The notion of “person” came about as a result of early Christians reflecting on the creation of the world. They, like the Jewish people, believed that God freely created the world out of nothing. He did not necessarily have to create the world. They reasoned from this that because God is a person who was free in his creation of the world, then the human persons he created—in his image—were also inherently free.
In addition, early Christians reasoned that human persons, like God, could change the course of history through their free actions. And those who could impact history included not only those in visible positions of power, they also included those whom history and society would never know. Christians believed that persons living good and virtuous lives are what truly contribute to the progress of civilization and history.

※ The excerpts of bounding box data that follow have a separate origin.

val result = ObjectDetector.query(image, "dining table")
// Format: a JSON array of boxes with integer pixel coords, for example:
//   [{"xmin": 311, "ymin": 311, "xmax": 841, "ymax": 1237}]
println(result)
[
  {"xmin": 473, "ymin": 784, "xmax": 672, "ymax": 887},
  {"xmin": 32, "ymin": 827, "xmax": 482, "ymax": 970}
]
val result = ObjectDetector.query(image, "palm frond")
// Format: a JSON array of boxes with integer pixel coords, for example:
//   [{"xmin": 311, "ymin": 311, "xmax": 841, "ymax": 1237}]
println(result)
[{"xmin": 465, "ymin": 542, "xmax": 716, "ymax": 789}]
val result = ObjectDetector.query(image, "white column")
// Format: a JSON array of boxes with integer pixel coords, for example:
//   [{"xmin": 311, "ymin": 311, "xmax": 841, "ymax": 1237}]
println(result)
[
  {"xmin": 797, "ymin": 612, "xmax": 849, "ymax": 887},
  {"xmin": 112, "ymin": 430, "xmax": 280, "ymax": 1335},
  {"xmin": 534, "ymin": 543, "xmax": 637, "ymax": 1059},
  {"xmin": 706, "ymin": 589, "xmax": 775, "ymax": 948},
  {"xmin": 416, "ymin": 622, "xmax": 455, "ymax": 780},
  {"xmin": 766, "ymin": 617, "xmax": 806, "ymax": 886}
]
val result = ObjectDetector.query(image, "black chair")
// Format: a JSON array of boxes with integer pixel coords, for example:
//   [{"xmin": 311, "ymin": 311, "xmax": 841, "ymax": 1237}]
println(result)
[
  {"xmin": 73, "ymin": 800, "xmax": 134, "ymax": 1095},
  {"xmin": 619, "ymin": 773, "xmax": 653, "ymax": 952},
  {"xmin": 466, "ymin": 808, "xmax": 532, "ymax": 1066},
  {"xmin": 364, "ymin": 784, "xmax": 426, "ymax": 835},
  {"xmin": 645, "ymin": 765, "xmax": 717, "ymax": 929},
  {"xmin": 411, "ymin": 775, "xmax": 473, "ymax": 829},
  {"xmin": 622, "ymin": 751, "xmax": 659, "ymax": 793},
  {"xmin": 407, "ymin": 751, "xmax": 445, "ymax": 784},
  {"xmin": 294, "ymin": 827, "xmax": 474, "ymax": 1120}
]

But there has been a movement away from the concept of the person in modern philosophy. One especially sees this de-emphasis on the person in the thought of G.W.F. Hegel (1770-1831). According to Hegel, the world is God’s eternal self-expression. It is not created in freedom, but necessarily exists. The form and structure of this world is predetermined, as is the end. The world progresses toward this end regardless of what choices human beings make. As in ancient Greek philosophy, the job for human beings is to seek to recognize this process and embrace it.
Hegel’s emphasis on form and structure over the person impacted the thought of Karl Marx, who believed that the economic structure of society was the ultimate determiner of human activity. And the seeds of this emphasis have come to fruition in modern life. We find it in the overemphasis on politics described above, where the public’s energies are supposed to be directed toward passing or supporting legislation in order for that legislation to improve society. We see it when people assume that the education of children will improve simply as a result of more spending, more classroom time, and “innovative programs.” We can all fall into it when we consciously or unconsciously assume that getting into the right school, or the right job, or the right economic status, will automatically make us happy.
Form and structure is part of human existence. In calling the soul the “form of the body,” Aristotle recognized that form is built into human nature. And because the world is made up of a number of different persons with different wills, societies will always need to establish certain forms and structures to order and unite human activities. Politics will always have an important role in establishing these forms.
But there’s a delicate balance we need to maintain between form and person, and I’m worried that modernity has upset the balance in favor of the former over the latter.
Ultimately, the betterment of American society will primarily come about through men and women making free choices according to what’s true and what’s good. A better America depends upon persons striving to live virtuously in their respective spheres.
We need to then build forms and structures that support these free choices; not vice versa.